From Imaging to Functional Traits in Interactions Between Roots and Microbes

2019 
The microbes in the rhizosphere constitute very complex communities, in which some are beneficial, others are pathogenic, but the vast majority of microbes are neutral commensals. Methods to unravel the interactions between roots and rhizospheric microbes have involved genetic approaches to determine the molecular bases of plant-microbe recognition and specific adaptive programs for either symbiosis or defense. In addition, imaging techniques have become particularly important to describe and understand the processes that occur within the spatially highly complex environments in and around the roots. Recently developed imaging techniques, in conjunction with appropriate labeling procedures, allow to address functional questions involving tissue-specific gene expression and elemental fluxes in the interactions between roots and rhizospheric microbes.

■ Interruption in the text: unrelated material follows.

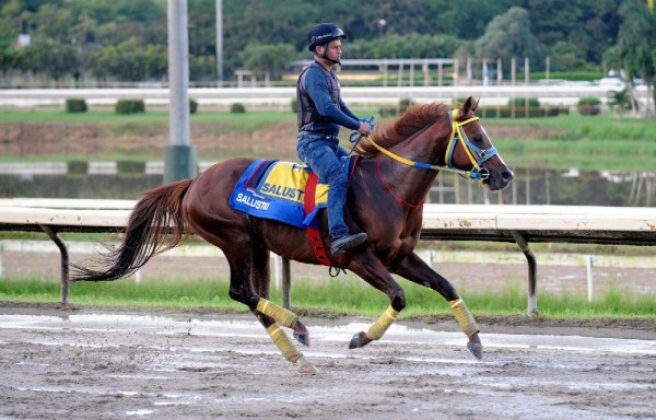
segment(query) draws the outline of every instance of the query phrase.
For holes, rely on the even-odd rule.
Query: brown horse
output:
[[[367,241],[345,255],[329,256],[335,267],[349,269],[389,298],[389,306],[365,332],[353,336],[350,348],[380,339],[406,306],[406,295],[390,273],[438,292],[446,299],[471,353],[480,359],[478,326],[467,306],[442,276],[433,271],[414,247],[422,226],[422,203],[440,170],[459,172],[499,190],[513,179],[488,135],[473,115],[469,97],[460,109],[445,104],[418,105],[363,139],[359,164],[351,177],[345,215],[348,223],[367,233]],[[134,272],[151,257],[196,233],[220,247],[231,269],[230,296],[244,303],[265,326],[282,354],[304,373],[317,372],[280,325],[309,345],[298,317],[270,302],[269,250],[302,262],[318,264],[306,232],[277,221],[250,217],[231,208],[229,198],[251,159],[218,163],[194,179],[145,191],[136,205],[122,244],[94,270],[75,266],[74,280],[116,280]],[[319,214],[329,249],[326,210]]]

Here, we discuss several imaging techniques from in situ hybridization, that allows the visualization of plant and microbial transcripts, to surface analytical imaging methods that can visualize chemical elements and molecules with micrometer resolution. These spectrometric techniques reveal the distribution of nutrient elements or toxic substances and allow, in combination with stable isotope labeling, to study nutrient fluxes within and between plants and microbes. Finally, we give an example of live-tissue imaging with fluorescent proteins to understand in more detail the process of root colonization through novel transcellular apoplastic compartments. All these techniques have virtually unlimited potential in their applications to other research questions in rhizosphere research.